» Blog » Powrót Króla – wrażenia z lektury:
12-09-2017 01:19

Powrót Króla – wrażenia z lektury:

W działach: książki, fantastyka | Odsłony: 335

Dla przypomnienia: po prawie 10 letniej przerwie postanowiłem odświeżyć sobie Władcę Pierścieni. W sierpniu zakończyłem ponowne czytanie Powrotu Króla, co kończy przygodę z tym cyklem.

Pellenor i ciąg bitew:

Bitwa na Polach Pellenoru jest zasadniczą częścią prawie jednej trzeciej książki. Łatwo zapomnieć można, że nie jest to pojedyncze starcie, ale w zasadzie cała operacja, złożona z kilku znaczących starć. Tak więc mamy zasadzkę (choć ominiętą dzięki pomocy Wosów) zastawioną na wojska Rohanu, walki obronne wokół Minas Tirith, bitwę stoczoną przez Aragorna przeciwko siłom atakującym Anfalas, kolejną, stoczoną przez Aragorna, w której przejmuje on okręty Korsarzy z Umbaru oraz właściwą Bitwę na Polach Pellenoru.

Po ilości szczegółów widać, że scenę tą pisał historyk, który zjadł życie na pisaniu o dawnych wojnach.

Obroną Minas Tirith dowodził książę Imrahil, postać o której istnieniu w zasadzie zapomniałem. Imrahil był szwagrem Denethora II i księciem Dol Amrothu. O jego osobowości nie wiemy zbyt wiele, ale sądząc po jego wyczynach i osiągnięciach (szybko zaprzyjaźnia się z Aragornem i Eomerem, z tego pierwszego w zasadzie robi króla, za drugiego wydaje córkę, staje się też jedną z najważniejszych postaci w Zjednoczonym Królestwie etc.) oczami wyobraźni widzę w nim kogoś pokroju co najmniej Kevana Lannistera.

Druga bitwa o Isengard:

Po upadku Sarumana Sauron próbował odzyskać kontrolę nad Isengardem, jednak atakujące go hordy (czy raczej: bandy) orków zostały pobite przez Entów.

Co ciekawe, równolegle przeprowadzono kilka ataków na Loreen, ale te również zostały odparte i uderzono na Leśne Królestwo z Dol Guldur (tam sytuacja była cięższa). Ataki na Isengard i Loreen prawdopodobnie miały za zadanie odciągnąć siły tego ostatniego królestwa i Enty od pomocy Thranduinowi. Po ich odparciu Galandriella wysłała znaczące siły, które zaszły wojska Saurona od tyłu i zajęły Dol Guldur.
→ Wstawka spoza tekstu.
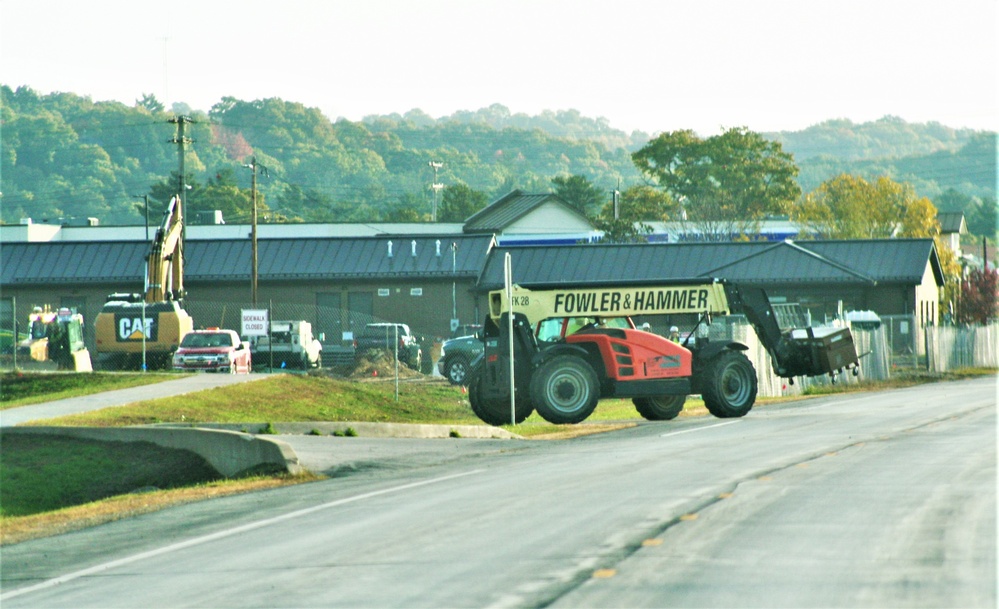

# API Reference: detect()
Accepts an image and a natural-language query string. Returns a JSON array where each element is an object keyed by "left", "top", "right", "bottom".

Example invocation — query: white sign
[{"left": 242, "top": 309, "right": 269, "bottom": 337}]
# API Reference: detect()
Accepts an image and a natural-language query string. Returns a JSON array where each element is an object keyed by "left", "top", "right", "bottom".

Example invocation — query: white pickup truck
[{"left": 247, "top": 320, "right": 323, "bottom": 370}]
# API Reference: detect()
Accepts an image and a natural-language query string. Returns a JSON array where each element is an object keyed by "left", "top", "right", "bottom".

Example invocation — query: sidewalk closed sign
[{"left": 242, "top": 309, "right": 268, "bottom": 336}]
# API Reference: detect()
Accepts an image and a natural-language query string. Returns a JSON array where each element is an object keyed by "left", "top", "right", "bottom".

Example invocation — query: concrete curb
[
  {"left": 155, "top": 421, "right": 523, "bottom": 440},
  {"left": 1, "top": 426, "right": 302, "bottom": 478}
]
W tym czasie Esterlingowie, o czym się nie pamięta, zaatakowali Dale i Samotną Górę.

Taki rozmach w działaniach Saurona wydaje mi się nieco przesadny. Chyba lepiej byłoby skupić wszystkie siły na ataku na Gondor, tym bardziej, że siły Północy: krasnoludy, ludzie z Rhovanionu czy elfy z Mrocznej Puszczy i tak nie byłyby w stanie udzielić pomocy Gondorowi (ani nawet nie były do takowej zobowiązane).

Stosunki Mordoru z sąsiadami:

W trzecim tomie znajduje się pojedynczy, krótki fragment, który łatwo przegapić, a który opisuje politykę zewnętrzną i wewnętrzną Mordoru. Dowiadujemy się z niego więc, że:

  • na Gorgoroth mieszczą się kuźnie i garnizony Saurona, co jest połowicznie sensowne (dostarczanie zasobów na taką pustynię musi być logistycznym koszmarem)
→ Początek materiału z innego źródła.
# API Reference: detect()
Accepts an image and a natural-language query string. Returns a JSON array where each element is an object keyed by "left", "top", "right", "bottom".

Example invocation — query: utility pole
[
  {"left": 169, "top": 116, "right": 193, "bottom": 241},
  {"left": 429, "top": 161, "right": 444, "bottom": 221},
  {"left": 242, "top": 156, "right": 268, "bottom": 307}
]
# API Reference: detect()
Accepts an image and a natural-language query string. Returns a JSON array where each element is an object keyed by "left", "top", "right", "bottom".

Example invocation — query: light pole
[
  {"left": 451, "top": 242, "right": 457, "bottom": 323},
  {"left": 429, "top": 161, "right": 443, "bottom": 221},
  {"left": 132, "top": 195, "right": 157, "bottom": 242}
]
  • wokół Nurnen rozciągają się pola i uprawy obrabiane przez niewolników

  • dodatkowo duże zasoby ściągane są z południa i wschodu jako danina.

Wydaje mi się, że taki układ wyklucza dobrowolność w stosunkach Mordoru z Khandem, Haradem i Rhun. Być może jacyś władcy lub książęta przyłączyli się do Saurona przekupieni lub skuszeni udziałem w zyskach z podbojów, jednak większość ludności musiała chyba zostać skłoniona do uległości siłą. Aczkolwiek możliwe jest też, że Sauron na jakimś etapie, w szczególności w Haradzie rozgrywał wspomnienia po Czarnych Numenorczykach.

Jedynym królestwem klienckim w pełnym tego słowa znaczeniu jest chyba Umbar, znany z wielowiekowego separatyzmu i niechęci wobec Gondoru.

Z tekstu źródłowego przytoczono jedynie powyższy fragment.